Rovistando tra vecchie eredità, ho trovato e riletto un libro, pubblicato nel 1942, dove mio nonno, allora di ventotto anni, scriveva:
“L’illustre archeologo mi accolse col suo largo sorriso, mi ascoltò con viva attenzione, prendendo poscia in attento esame le diverse fotografie riproducenti i lavori eseguiti. Mi promise una non lontana fugace scappatina appena i lavori degli scavi intrapresi in Albania, da Lui diretti con tanta proficuità di risultati, glielo avessero permesso. Purtroppo l’attesa visita non avvenne più. Uno sfortunato volo aviatorio, spezzando le ali dell’apparecchio, fermò il cuore dell’uomo modesto e sapiente, archeologo di indiscusso valore. Noi, giovani suoi discepoli, lasciammo cadere sulla bella giovinezza innanzi tempo troncata il nostro dolore e le nostre lacrime e tutti i fiori dei giardini di Napoli furono raccolti sulla bara del Maestro” (Luci e profili di vestigia romane in Agro di Schiavi d’Abruzzo, Furio Tredicine).
Sul retro di copertina c’è una dedica “A mio figlio Sergio perché si ricordi sempre la barba di papà”. Mi fermo a pensare per un attimo a lui, che ha penato una vita per sentirsi amato, nonostante fosse il più amato.
Anche ad amare e a sentirsi amati bisogna esser capaci. Forse lui non lo era e forse neppure io.
Io che guardo fissa la valigia e, quando non la prendo soffro. La lasciò lì sempre piena a punirmi per non lasciarmi sentire perduta ancora e ancora. Il problema delle belle sensazioni è che si può fingere che non siano un tarlo, che possiamo resistergli ma, quando si insinuano lentamente, come un vizio, è difficile tornarne liberi.
Piegato e ripiegato, tra queste pagine, ho trovato un foglio scritto a mano, non datato, con penna rossa e cancellature. Avrò avuto diciannove anni.
Non scriverò quanti lavori ho fatto, basta LinkedIn e quello che faccio non è quello che sono, pur facendolo a modo mio.
Preferisco lasciare che solitudine e partire mi hanno ingrassato il tempo, esponendomi alla società strutturata con percezione di minoranza, urgenza e inquietudine. Andare ha nutrito l’indagine sull’altro, rappresentazione di risorsa e conflitto, consolidando libertà come bene essenziale, forma di versatilità, rispetto della natura complessa.

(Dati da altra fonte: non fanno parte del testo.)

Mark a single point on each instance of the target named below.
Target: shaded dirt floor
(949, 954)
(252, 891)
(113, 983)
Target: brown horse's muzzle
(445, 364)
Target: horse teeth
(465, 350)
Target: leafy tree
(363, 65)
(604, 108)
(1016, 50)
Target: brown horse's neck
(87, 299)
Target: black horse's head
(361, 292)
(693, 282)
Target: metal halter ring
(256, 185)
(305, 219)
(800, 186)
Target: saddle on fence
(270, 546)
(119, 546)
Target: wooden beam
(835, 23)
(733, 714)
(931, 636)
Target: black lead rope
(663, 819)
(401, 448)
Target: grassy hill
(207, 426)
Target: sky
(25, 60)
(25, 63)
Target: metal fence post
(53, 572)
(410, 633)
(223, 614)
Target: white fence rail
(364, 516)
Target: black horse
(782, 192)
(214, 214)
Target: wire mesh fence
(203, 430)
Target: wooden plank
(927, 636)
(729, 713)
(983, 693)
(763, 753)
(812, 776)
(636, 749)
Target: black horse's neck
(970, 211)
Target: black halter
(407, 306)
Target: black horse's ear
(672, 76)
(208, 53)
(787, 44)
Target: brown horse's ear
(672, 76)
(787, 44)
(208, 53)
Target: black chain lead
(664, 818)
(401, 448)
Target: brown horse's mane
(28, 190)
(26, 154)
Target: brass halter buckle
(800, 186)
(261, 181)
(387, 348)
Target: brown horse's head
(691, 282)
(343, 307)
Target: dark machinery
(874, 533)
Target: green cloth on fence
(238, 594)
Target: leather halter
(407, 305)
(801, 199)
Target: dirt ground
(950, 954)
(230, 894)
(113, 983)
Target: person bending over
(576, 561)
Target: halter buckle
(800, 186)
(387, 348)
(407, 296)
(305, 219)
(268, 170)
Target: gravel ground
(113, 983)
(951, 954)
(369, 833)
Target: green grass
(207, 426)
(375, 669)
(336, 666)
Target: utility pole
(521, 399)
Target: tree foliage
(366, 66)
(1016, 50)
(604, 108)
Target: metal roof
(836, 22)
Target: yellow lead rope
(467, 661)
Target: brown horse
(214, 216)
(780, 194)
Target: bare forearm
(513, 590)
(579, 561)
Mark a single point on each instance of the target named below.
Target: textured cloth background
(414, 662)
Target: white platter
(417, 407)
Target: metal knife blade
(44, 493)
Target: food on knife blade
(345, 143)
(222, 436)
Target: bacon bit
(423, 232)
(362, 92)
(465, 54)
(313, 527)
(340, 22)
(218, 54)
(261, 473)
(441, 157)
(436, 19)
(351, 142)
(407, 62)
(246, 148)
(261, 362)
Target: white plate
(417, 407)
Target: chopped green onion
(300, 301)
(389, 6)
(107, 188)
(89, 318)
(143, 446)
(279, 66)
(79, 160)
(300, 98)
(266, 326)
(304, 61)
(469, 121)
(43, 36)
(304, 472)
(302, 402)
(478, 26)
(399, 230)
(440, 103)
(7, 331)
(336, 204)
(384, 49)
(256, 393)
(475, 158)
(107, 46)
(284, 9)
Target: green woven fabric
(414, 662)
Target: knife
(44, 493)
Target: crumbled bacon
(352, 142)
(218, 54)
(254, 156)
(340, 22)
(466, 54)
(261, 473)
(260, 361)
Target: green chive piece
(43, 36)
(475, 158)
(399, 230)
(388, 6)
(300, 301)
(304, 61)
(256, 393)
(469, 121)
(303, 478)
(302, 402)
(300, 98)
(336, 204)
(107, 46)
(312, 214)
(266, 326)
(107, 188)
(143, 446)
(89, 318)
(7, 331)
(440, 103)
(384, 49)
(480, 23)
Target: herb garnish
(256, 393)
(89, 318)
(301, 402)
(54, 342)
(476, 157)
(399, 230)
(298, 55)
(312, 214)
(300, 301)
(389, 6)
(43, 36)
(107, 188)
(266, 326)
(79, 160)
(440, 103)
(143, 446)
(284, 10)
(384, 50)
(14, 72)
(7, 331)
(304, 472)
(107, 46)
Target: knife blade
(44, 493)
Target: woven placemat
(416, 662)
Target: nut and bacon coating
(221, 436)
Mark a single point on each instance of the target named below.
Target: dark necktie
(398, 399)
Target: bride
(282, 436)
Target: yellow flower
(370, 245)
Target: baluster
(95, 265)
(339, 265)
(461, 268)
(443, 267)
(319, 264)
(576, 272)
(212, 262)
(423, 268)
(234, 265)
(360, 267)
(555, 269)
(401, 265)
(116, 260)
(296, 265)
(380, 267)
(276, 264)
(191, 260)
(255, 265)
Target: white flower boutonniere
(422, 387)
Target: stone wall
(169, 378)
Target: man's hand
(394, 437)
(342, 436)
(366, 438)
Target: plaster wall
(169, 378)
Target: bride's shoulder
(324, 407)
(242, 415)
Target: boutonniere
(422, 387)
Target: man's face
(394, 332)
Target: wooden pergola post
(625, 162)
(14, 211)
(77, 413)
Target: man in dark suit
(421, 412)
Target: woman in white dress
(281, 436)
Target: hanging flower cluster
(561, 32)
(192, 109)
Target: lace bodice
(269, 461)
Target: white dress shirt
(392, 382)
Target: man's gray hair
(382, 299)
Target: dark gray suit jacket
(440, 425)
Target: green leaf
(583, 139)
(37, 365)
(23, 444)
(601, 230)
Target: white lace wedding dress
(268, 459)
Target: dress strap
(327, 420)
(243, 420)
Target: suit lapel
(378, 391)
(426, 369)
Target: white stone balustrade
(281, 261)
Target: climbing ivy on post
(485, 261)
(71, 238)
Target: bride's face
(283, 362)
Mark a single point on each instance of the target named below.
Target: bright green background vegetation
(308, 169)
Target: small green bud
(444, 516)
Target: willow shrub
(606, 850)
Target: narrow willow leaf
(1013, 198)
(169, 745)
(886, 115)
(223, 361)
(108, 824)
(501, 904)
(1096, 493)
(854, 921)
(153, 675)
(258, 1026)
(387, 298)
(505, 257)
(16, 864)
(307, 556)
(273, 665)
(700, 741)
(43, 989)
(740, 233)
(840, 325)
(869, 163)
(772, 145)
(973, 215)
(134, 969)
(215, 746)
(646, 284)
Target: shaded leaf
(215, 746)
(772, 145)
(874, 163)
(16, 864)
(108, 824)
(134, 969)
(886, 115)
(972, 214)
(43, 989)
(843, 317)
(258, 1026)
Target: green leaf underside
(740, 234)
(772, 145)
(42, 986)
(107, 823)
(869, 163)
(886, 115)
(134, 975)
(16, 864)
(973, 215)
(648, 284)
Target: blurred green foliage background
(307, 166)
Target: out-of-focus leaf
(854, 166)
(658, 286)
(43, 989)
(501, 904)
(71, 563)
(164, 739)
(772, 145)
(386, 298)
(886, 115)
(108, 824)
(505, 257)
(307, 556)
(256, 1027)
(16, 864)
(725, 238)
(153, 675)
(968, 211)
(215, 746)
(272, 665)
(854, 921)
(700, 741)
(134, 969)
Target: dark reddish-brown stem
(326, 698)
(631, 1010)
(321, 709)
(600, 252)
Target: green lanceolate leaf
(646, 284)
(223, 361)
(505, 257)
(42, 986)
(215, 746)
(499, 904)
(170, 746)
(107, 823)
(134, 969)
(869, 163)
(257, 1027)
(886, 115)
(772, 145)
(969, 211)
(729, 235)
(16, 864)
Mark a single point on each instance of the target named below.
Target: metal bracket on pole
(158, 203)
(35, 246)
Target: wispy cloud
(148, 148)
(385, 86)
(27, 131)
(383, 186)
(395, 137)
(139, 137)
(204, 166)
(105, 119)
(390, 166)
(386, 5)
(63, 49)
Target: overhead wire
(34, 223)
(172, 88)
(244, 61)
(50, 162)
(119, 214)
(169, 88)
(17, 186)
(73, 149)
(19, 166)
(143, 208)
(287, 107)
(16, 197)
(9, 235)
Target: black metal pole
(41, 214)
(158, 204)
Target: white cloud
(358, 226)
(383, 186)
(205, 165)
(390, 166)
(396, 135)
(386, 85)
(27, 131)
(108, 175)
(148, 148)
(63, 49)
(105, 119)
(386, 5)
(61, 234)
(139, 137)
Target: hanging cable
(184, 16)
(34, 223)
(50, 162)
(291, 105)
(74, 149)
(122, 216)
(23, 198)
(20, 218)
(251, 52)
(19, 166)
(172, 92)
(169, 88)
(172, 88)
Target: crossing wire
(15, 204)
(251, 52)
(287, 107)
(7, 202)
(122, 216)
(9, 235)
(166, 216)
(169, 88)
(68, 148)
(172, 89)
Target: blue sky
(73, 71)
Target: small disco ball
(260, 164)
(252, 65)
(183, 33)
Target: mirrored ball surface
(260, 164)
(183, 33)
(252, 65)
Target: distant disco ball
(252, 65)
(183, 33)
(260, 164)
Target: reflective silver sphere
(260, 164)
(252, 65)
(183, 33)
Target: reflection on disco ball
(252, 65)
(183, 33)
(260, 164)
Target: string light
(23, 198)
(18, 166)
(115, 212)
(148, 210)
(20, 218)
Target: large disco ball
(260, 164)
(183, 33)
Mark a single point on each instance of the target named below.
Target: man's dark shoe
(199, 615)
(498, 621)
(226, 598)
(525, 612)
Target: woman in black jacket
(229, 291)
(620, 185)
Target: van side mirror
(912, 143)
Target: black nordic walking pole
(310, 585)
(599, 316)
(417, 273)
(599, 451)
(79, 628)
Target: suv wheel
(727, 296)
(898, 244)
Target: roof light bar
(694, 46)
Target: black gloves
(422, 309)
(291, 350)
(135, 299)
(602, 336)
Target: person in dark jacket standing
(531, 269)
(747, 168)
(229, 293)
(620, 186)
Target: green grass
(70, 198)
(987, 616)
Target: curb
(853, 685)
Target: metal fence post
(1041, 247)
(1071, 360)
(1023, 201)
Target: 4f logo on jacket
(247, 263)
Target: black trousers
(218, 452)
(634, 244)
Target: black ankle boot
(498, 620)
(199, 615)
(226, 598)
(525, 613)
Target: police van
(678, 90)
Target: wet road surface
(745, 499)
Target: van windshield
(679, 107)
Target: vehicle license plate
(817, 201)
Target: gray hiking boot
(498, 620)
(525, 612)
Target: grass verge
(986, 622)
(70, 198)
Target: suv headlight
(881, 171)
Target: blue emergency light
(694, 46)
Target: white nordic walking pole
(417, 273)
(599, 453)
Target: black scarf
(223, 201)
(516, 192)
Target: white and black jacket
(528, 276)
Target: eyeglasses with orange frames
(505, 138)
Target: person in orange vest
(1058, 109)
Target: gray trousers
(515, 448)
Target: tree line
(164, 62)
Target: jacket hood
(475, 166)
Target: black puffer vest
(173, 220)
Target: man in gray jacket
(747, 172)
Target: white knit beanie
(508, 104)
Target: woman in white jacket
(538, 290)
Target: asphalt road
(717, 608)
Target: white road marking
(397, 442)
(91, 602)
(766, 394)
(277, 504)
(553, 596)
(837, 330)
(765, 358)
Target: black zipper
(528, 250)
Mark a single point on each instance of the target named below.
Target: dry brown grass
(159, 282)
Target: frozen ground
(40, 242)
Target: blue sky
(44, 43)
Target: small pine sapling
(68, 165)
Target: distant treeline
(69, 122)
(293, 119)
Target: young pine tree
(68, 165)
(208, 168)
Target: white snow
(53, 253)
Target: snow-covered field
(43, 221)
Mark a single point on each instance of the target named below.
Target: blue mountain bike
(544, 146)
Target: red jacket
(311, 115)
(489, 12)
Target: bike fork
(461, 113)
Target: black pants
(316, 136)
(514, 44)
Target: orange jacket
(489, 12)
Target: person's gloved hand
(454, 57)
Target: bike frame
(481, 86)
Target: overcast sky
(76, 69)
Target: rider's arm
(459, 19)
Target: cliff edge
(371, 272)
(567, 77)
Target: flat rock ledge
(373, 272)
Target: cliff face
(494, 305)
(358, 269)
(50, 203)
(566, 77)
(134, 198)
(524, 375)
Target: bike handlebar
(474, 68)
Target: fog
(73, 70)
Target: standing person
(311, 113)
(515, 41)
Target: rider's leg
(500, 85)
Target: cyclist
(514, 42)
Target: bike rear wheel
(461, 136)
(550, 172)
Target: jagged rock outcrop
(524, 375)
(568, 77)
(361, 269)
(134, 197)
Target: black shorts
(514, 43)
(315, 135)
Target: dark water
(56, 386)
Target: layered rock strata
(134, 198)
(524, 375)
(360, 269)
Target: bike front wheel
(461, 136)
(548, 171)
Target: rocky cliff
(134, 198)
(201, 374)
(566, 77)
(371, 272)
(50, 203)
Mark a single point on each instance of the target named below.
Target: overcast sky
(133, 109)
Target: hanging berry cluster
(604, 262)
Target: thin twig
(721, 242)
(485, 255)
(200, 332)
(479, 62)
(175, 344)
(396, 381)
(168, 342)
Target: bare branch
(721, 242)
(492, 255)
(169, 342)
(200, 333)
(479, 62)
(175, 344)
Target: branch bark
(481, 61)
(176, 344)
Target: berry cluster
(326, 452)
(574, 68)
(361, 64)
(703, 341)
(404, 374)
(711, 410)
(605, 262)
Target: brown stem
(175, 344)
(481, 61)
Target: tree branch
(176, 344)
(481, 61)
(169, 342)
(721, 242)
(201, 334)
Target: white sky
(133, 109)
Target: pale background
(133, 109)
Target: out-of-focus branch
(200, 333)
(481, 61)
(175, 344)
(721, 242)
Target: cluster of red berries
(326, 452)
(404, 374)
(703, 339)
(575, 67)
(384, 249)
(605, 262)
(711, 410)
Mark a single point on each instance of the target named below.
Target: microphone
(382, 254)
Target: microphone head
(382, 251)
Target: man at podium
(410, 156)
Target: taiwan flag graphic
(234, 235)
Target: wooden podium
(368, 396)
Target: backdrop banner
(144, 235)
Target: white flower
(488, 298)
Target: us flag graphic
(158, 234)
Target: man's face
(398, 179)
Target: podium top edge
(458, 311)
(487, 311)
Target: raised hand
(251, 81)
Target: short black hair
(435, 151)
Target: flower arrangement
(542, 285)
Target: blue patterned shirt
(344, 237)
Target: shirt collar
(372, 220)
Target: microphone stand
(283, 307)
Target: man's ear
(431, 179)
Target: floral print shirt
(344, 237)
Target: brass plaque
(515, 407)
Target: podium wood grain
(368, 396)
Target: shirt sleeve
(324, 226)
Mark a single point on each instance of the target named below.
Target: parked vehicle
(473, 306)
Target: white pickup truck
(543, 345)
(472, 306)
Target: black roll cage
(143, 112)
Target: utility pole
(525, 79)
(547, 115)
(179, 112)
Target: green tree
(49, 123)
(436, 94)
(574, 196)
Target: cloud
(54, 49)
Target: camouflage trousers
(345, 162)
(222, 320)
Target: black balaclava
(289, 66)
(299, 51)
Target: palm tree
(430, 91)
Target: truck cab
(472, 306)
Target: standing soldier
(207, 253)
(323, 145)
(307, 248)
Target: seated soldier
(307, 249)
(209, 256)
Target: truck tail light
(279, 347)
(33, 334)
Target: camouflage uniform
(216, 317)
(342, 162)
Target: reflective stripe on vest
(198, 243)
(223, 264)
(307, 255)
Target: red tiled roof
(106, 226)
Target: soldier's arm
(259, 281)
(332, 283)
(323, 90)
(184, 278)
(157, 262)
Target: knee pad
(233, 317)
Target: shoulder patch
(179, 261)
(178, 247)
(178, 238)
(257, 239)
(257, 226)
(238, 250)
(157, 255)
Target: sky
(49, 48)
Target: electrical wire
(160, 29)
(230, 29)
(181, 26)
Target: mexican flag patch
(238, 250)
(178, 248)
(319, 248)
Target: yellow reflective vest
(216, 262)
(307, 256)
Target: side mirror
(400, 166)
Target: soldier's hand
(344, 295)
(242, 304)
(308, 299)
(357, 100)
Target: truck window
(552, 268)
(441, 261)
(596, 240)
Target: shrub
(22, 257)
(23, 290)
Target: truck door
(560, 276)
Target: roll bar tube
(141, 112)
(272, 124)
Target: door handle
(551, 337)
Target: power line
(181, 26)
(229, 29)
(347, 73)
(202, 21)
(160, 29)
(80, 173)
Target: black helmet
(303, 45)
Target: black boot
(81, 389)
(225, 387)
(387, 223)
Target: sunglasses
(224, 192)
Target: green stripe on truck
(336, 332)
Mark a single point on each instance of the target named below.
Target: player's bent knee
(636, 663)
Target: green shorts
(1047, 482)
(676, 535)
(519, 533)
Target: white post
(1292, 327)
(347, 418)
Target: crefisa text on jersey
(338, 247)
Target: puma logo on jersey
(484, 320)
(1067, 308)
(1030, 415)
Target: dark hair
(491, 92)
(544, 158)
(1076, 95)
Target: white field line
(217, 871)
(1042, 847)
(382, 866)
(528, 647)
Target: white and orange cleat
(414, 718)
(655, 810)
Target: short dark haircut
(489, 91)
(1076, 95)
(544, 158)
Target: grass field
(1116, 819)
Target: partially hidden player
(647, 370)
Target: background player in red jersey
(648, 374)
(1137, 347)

Se mi chiedessero cosa mi piace fare, potrei rispondere con onestà, solo dichiarando cosa mi piace fare adesso ma, sono sempre grata alle parole, alle idee, quelle alle quali mi spronava mio padre sin da bambina, educandomi alla dialettica e al contraddittorio, quelle non dette nei sacri silenzi e quelle sostenute con ostinazione, perché mi hanno condotto dove sono.
I shall be telling this with a sigh
Somewhere ages and ages hence:
Two roads diverged in a wood, and I
I took the one less traveled by,
And that has made all the difference.